The mission of LiteBIRD is to uncover the origins of the universe and how it began. The Big Bang theory of the universe is now widely accepted after the accumulation of empirical evidence from many prior space and ground-based experiments. But the Big Bang alone cannot fully explain the evolution of the current universe or what happened in the earliest moments of time. The addition of the theory of cosmic inflation, a short period of rapid exponential expansion of space in the early universe, is the prevailing theory that can explain these shortfalls. The LiteBIRD mission aims to find evidence of cosmic inflation through observations of the cosmic microwave background (CMB).

The CMB radiation is remnant light from when the early universe was still a hot plasma. The CMB is very uniform up to approximately one part in 100,000, but these faint variations or anisotropies allow us to accurately probe the earliest state of the universe. Inflation is theorized to create unique primordial gravitational waves that imprint a distinct pattern in the CMB’s polarization signal called the primordial B-modes. These B-modes are “smoking-gun” evidence of cosmic inflation.

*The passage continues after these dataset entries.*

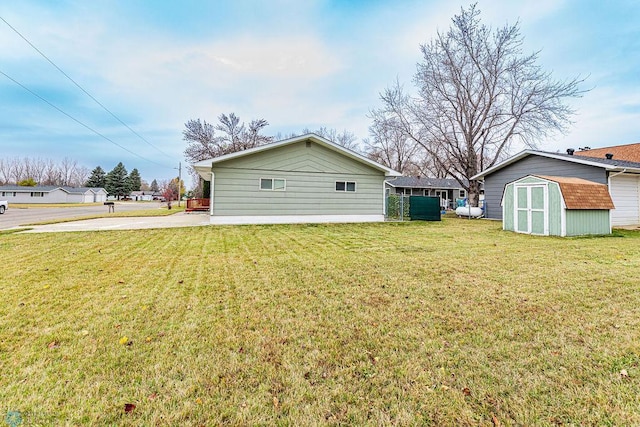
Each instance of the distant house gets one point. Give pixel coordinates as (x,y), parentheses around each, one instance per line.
(448,190)
(52,194)
(621,176)
(303,179)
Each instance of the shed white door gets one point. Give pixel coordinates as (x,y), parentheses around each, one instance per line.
(530,209)
(625,191)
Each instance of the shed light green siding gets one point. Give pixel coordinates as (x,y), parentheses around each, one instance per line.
(507,200)
(310,171)
(577,221)
(554,209)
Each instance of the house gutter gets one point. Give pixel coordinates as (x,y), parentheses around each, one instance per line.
(616,174)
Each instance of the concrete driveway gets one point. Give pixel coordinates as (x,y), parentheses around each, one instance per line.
(182,219)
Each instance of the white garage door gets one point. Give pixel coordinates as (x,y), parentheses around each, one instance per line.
(625,191)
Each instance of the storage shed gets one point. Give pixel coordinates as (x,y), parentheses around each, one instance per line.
(556,206)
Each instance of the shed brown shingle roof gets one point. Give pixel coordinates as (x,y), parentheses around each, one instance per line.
(579,193)
(630,152)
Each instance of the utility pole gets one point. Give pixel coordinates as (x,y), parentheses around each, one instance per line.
(179,181)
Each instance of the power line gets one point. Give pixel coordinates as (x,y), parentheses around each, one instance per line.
(81,88)
(78,121)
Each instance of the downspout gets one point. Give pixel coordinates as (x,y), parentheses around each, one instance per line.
(213,178)
(609,185)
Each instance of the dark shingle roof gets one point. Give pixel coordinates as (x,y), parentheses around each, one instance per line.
(422,182)
(604,161)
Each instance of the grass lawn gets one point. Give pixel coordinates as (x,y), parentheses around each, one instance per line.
(449,323)
(126,214)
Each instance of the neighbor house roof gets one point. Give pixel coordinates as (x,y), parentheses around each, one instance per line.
(628,152)
(423,182)
(580,193)
(613,164)
(204,167)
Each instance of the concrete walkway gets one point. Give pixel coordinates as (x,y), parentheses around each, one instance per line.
(183,219)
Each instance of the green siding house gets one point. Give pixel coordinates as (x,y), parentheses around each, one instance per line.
(303,179)
(556,206)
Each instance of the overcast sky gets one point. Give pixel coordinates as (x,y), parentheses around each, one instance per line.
(298,64)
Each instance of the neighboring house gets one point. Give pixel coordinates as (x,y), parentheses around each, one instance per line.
(556,206)
(52,194)
(448,190)
(303,179)
(621,176)
(628,152)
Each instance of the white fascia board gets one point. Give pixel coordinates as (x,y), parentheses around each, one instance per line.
(292,219)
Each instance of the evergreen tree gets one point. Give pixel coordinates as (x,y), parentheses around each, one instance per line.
(98,178)
(117,183)
(135,182)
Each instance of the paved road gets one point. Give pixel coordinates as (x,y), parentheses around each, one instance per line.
(15,217)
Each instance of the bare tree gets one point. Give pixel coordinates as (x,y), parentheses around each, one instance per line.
(5,171)
(80,176)
(17,170)
(477,94)
(204,143)
(51,174)
(67,169)
(201,141)
(390,145)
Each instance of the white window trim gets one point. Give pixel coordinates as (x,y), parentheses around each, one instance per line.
(355,187)
(272,184)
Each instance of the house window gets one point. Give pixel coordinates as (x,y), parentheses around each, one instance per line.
(273,184)
(346,186)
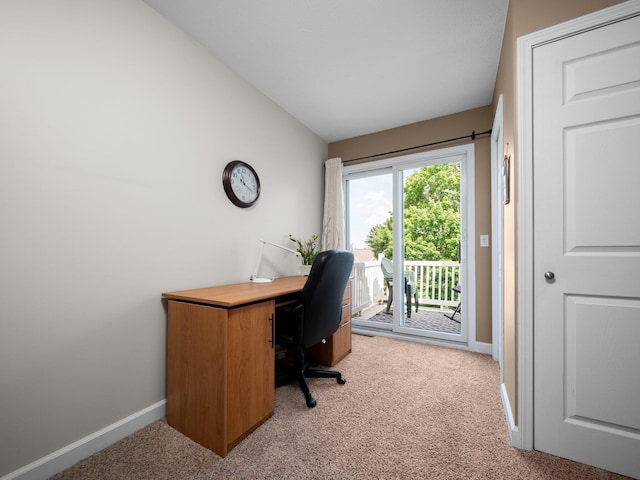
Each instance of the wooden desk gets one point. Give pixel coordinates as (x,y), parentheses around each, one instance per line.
(220,359)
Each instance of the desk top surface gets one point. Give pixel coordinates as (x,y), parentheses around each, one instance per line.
(240,293)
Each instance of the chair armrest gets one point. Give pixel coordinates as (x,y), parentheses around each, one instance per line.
(289,324)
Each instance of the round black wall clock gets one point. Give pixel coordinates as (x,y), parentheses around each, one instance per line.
(241,183)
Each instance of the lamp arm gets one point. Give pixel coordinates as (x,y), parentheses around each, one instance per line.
(295,252)
(254,277)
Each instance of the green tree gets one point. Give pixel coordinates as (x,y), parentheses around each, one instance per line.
(431,216)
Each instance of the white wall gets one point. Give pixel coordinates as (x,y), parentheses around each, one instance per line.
(114,131)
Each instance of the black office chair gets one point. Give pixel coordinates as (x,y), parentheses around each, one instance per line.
(313,317)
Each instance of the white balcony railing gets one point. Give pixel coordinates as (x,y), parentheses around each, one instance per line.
(435,282)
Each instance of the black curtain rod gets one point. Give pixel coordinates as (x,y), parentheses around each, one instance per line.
(472,137)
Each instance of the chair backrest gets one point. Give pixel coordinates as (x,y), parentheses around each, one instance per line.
(387,268)
(323,293)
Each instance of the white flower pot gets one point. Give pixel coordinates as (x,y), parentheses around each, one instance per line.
(304,269)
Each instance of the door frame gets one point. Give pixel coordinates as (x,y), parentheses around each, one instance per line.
(522,434)
(497,233)
(468,250)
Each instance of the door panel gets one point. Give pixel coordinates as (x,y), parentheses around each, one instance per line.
(586,123)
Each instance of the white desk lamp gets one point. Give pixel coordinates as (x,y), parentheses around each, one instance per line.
(254,277)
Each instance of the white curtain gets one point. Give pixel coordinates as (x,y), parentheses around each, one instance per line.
(333,221)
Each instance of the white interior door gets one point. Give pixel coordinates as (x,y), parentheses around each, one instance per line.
(586,187)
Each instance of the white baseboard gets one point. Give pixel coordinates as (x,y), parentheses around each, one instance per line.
(67,456)
(485,348)
(514,434)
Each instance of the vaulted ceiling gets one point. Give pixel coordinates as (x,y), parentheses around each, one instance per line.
(345,68)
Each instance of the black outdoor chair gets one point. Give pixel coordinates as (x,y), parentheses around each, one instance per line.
(410,285)
(457,289)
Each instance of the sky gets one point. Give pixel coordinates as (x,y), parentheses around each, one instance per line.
(370,203)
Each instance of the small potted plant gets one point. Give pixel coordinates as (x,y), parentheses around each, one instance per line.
(308,250)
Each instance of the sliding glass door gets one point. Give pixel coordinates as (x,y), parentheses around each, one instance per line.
(408,220)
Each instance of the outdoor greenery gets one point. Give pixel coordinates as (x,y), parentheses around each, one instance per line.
(431,216)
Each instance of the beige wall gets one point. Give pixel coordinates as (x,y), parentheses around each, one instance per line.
(524,16)
(429,131)
(114,131)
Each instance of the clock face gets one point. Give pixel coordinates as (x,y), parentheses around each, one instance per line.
(241,183)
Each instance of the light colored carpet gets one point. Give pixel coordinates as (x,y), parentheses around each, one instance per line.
(407,411)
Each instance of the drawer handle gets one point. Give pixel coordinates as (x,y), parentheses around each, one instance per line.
(272,330)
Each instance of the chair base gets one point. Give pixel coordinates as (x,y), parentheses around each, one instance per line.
(285,374)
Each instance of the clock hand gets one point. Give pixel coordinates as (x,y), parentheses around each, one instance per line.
(245,183)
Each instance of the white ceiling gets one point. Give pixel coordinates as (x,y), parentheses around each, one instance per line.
(345,68)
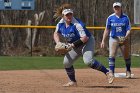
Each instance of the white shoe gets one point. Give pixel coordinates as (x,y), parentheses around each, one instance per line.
(128,74)
(70,84)
(110,77)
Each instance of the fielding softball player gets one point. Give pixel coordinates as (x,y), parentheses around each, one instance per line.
(118,28)
(79,42)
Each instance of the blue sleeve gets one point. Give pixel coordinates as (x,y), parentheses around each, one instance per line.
(108,23)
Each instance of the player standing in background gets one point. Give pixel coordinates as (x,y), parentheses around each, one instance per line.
(80,40)
(118,28)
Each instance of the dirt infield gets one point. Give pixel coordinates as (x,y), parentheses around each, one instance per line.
(51,81)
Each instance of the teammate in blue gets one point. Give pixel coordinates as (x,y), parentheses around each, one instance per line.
(118,28)
(81,41)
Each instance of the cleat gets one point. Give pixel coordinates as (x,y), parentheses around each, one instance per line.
(128,74)
(110,77)
(70,84)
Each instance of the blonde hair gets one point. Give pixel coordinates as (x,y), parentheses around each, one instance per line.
(58,11)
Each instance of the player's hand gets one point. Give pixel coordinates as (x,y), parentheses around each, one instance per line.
(63,48)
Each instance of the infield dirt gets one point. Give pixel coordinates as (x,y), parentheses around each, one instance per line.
(51,81)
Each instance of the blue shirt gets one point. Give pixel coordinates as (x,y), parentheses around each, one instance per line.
(118,26)
(74,31)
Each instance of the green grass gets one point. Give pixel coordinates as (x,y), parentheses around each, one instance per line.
(33,63)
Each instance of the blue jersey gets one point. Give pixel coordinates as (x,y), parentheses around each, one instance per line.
(118,26)
(75,31)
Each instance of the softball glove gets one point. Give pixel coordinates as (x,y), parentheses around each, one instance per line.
(63,48)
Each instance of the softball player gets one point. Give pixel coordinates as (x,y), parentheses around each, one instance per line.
(118,25)
(81,41)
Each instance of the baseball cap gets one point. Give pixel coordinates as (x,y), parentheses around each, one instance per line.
(66,11)
(117,4)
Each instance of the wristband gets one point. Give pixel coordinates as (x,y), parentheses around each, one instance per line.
(78,43)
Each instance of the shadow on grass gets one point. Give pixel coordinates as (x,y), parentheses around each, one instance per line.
(106,87)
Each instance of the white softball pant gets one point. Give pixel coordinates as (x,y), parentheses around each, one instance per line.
(87,51)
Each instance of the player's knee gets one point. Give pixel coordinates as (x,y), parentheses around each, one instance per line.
(88,61)
(67,64)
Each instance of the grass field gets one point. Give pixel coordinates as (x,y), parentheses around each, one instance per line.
(33,63)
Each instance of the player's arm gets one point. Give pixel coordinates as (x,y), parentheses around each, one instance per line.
(56,35)
(105,34)
(83,37)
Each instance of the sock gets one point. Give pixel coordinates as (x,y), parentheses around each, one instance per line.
(71,73)
(112,64)
(128,64)
(98,66)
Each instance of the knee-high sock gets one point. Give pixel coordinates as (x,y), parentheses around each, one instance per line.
(98,66)
(112,64)
(128,64)
(71,73)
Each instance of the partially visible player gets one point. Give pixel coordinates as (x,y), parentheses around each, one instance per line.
(118,28)
(81,41)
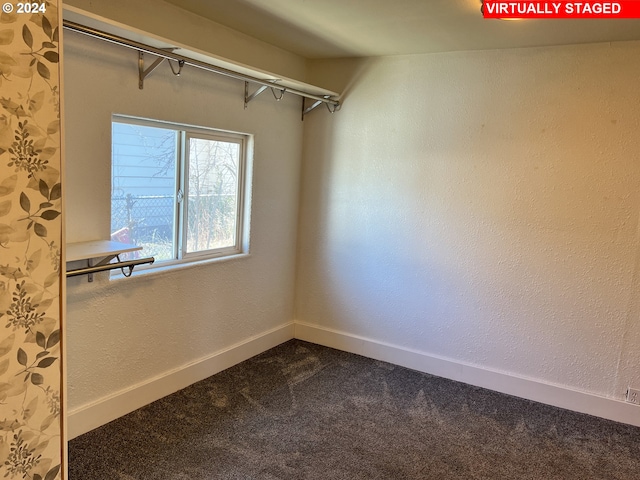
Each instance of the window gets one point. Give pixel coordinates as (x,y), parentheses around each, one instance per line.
(177,191)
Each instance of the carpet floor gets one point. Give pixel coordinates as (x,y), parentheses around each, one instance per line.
(303,411)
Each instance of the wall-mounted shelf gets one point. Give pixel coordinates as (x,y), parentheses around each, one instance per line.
(99,253)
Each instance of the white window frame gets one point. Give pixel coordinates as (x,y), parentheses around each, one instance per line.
(184,133)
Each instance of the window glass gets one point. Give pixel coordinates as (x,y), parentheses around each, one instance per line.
(176,191)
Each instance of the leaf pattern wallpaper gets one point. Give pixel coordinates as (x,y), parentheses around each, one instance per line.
(30,245)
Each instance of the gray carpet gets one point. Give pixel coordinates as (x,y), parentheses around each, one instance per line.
(302,411)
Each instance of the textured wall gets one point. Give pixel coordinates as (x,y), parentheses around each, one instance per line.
(482,207)
(124,332)
(30,246)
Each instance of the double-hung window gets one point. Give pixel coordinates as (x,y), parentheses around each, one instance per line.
(177,191)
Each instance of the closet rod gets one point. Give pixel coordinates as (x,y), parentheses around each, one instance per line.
(109,266)
(92,32)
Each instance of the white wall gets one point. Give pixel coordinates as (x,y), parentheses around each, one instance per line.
(126,334)
(173,23)
(480,209)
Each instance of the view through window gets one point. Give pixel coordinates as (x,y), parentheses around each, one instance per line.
(177,191)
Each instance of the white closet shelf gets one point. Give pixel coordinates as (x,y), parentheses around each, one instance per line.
(97,249)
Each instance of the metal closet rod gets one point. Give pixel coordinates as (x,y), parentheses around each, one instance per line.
(92,32)
(110,266)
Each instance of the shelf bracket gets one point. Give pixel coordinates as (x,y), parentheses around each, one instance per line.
(142,73)
(248,97)
(316,104)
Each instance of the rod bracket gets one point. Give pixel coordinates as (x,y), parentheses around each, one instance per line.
(144,73)
(332,105)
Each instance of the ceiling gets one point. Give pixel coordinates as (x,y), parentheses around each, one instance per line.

The LiteBIRD mission will aim to detect the primordial B-mode signal through developing a CMB spacecraft with a millimeter-wave polarization-sensitive telescope installed. The LiteBIRD spacecraft will observe the entire sky for 3 years at the Sun-Earth Lagrangian point L2 in space. LiteBIRD will achieve unprecedented sensitivities through implementing in total approximately 4,000 transition edge sensor detectors across 12 observational frequency bands and will be capable of distinguishing between the CMB and foreground (dust, synchrotron radiation, etc.) signals. The telescope will be cryogenically cooled to 5 K low temperatures to reduce thermal noise. LiteBIRD will uniformly observe the entire sky with its wide field-of-view and optimized scan strategy utilizing the spacecraft’s spin.

LiteBIRD is a JAXA-led international mission in collaboration with various space agencies and research institutions in Europe (France, Germany, Italy, the Netherlands, Norway, Spain, Switzerland, and the United Kingdom) as well as Canada. The domestic collaborators include the University of Tokyo and Okayama University. LiteBIRD is expected to launch in JFY2032 (JFY: Japanese fiscal year).

2024-10-09  The following was reported to the government’s space science and exploration sub-committee:
In response to KEK’s management decision to relinquish their responsibility for the development of their original technological contribution, the LiteBIRD team will continue investigating reformation plans for approximately one year. After which ISAS/JAXA will judge the continuation of the project.

2025-09-25  The reformation plan was evaluated, and it was concluded that the team should continue and further accelerate the development toward the mission definition review planned in the summer of 2026. The international team will continue collaborative and unified efforts for the reformation studies.